Friday, October 06, 2006

broken arm

i am very grateful for everybody's good wishes. more than i can say.

we're getting along all right. i have served nine days of my sentence. we eat marks & spencer's ready meals. i will go back to the orthopods next thursday and trust they will be delighted with my progress.

i broke the other arm four years ago. and, yes, lady bracknell, i can fairly be accused of carelessness. it was a different sort of break, in the same place (humerus). i am much more comfortable this time, which i am sure is because i am in plaster this time. i can sleep lying down. i am taking few of the lovely painkillers they gave me -- none at all, in the last 48 hours. last time, i lived on a diet of painkillers for six weeks. the flipside will be major stiffness of elbow and shoulder at the end.

there seems to be nothing wrong with my left hand, but i can't knit. it is not painful so much as oddly uncomfortable -- the hand is not properly attached, via the elbow, to the shoulder. drs say it is ok to knit if i can. i try a bit every day, and am acutely aware that six weeks (or whatever) of knitting have been subtracted from a pretty limited remaining total.

cider: it wasn't involved in the accident, as someone said, but has been a comfort since, as many hoped. the initial difficulty was, there was virtually none in the house when we got back from a&e, so abstemious were my ways. and our local shopping street, which probably offers the best meat and fish in edinburgh, good groceries, adequate fruit and vegetables, a health food store and a good new delicatessen, strong on cheese -- broughton street has no cider, or at any rate none i would drink. i am fussy. however, a subsequent delivery from sainsbury's has put that right. consumption is tempered by the need to be steady on my feet. it's hard to say, about weight. how much does plaster weigh? my main discomfort is in the back of the neck, due to the weight of the sling.

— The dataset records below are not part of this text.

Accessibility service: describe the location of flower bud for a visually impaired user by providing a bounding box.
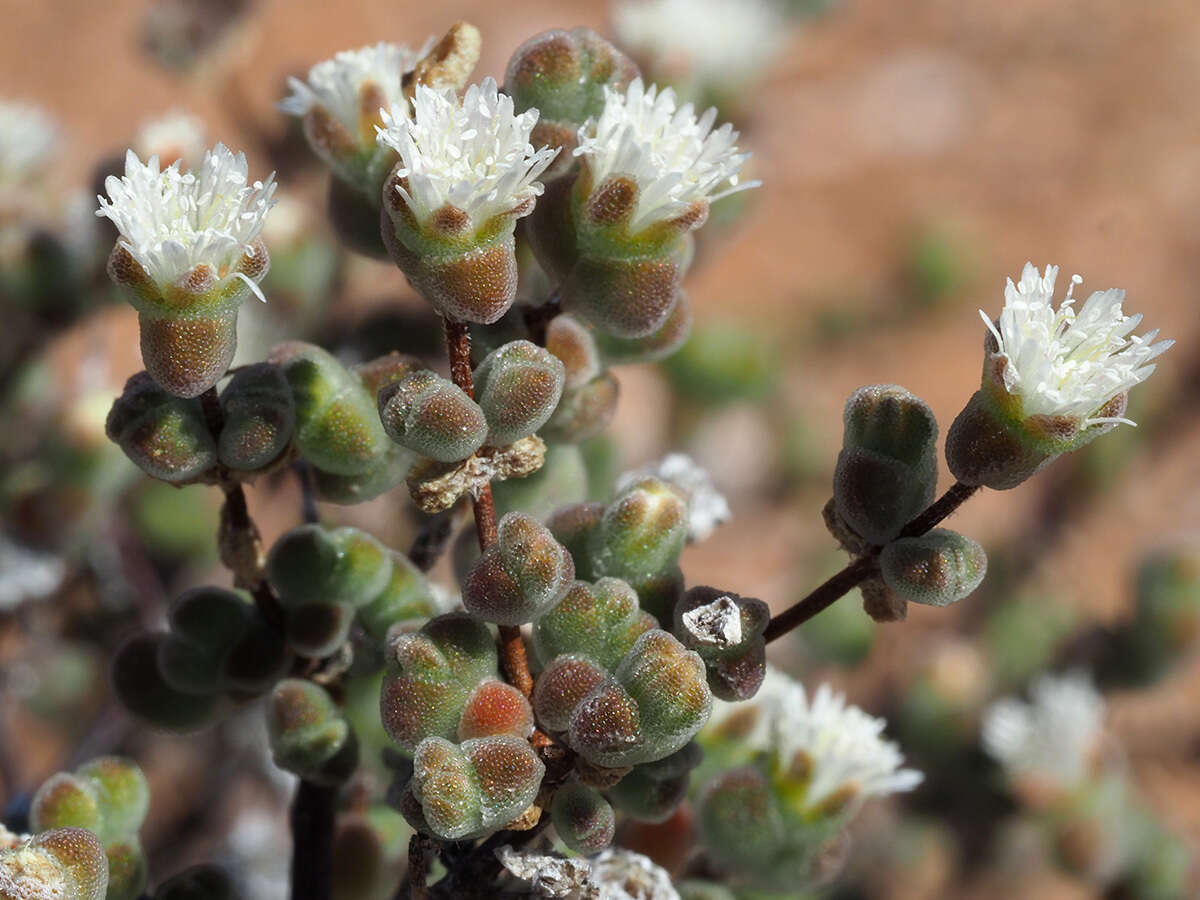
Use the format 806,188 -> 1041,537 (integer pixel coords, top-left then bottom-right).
113,634 -> 218,732
458,679 -> 533,740
154,863 -> 238,900
833,384 -> 937,545
462,512 -> 575,625
541,372 -> 620,444
550,781 -> 617,854
268,341 -> 391,476
504,28 -> 637,169
475,341 -> 565,446
880,528 -> 988,606
104,372 -> 217,484
379,613 -> 498,751
533,578 -> 658,671
597,288 -> 692,366
492,444 -> 588,522
533,654 -> 608,732
379,78 -> 556,324
546,313 -> 604,390
0,828 -> 108,900
73,756 -> 150,836
588,478 -> 688,589
378,371 -> 488,462
266,678 -> 358,785
410,734 -> 546,840
217,362 -> 296,472
608,742 -> 704,822
104,836 -> 150,900
674,587 -> 770,702
570,630 -> 713,768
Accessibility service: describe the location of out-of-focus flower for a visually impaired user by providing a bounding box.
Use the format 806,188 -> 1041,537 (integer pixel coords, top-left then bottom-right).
378,78 -> 558,324
0,101 -> 60,192
613,0 -> 787,101
946,263 -> 1174,490
280,41 -> 432,196
617,454 -> 733,541
575,78 -> 760,233
983,672 -> 1104,790
133,109 -> 208,170
96,144 -> 275,397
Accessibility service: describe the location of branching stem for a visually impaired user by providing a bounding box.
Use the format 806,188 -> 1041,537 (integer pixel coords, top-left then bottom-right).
763,481 -> 979,643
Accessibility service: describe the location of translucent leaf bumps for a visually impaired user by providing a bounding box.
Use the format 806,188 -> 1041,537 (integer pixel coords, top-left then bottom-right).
30,756 -> 150,900
104,372 -> 217,484
475,341 -> 566,446
379,613 -> 498,752
880,528 -> 988,606
378,371 -> 488,462
462,512 -> 575,625
533,578 -> 658,670
569,630 -> 713,768
833,384 -> 937,545
0,828 -> 108,900
550,781 -> 617,853
409,736 -> 546,840
266,678 -> 359,785
266,524 -> 436,656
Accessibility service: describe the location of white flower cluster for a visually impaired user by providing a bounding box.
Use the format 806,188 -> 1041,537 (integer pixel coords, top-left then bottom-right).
575,78 -> 760,232
617,454 -> 733,541
96,144 -> 275,299
280,41 -> 432,143
0,101 -> 59,188
613,0 -> 787,86
983,672 -> 1104,788
707,666 -> 924,809
979,263 -> 1174,427
378,78 -> 558,227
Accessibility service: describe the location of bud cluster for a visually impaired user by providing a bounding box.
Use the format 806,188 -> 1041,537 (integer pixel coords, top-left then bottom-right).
31,756 -> 150,900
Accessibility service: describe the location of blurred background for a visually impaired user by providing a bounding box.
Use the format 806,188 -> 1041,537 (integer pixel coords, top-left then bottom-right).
0,0 -> 1200,899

i haven't done much towards getting on with the things i might be expected to be getting on with. i can still do a very little around the house, and every task takes an inordinate time. i do hope to get the planning of alexander's fair isle done, as someone said. i have decided not to allude to scotland's '06 victory in the calcutta cup, in the princess shawl, after all. all that stuff about elephants. if i ever do get near the end, i will initial and date it near the top of the centre bit. 2008? but i will incorporate the cup itself and "06" in the sweater -- that's why it's got to be started this year, and hopefully finished before the cup leaves edinburgh. and i must plan how that is to be done.

we're still planning to go to thessaloniki at the end of this month.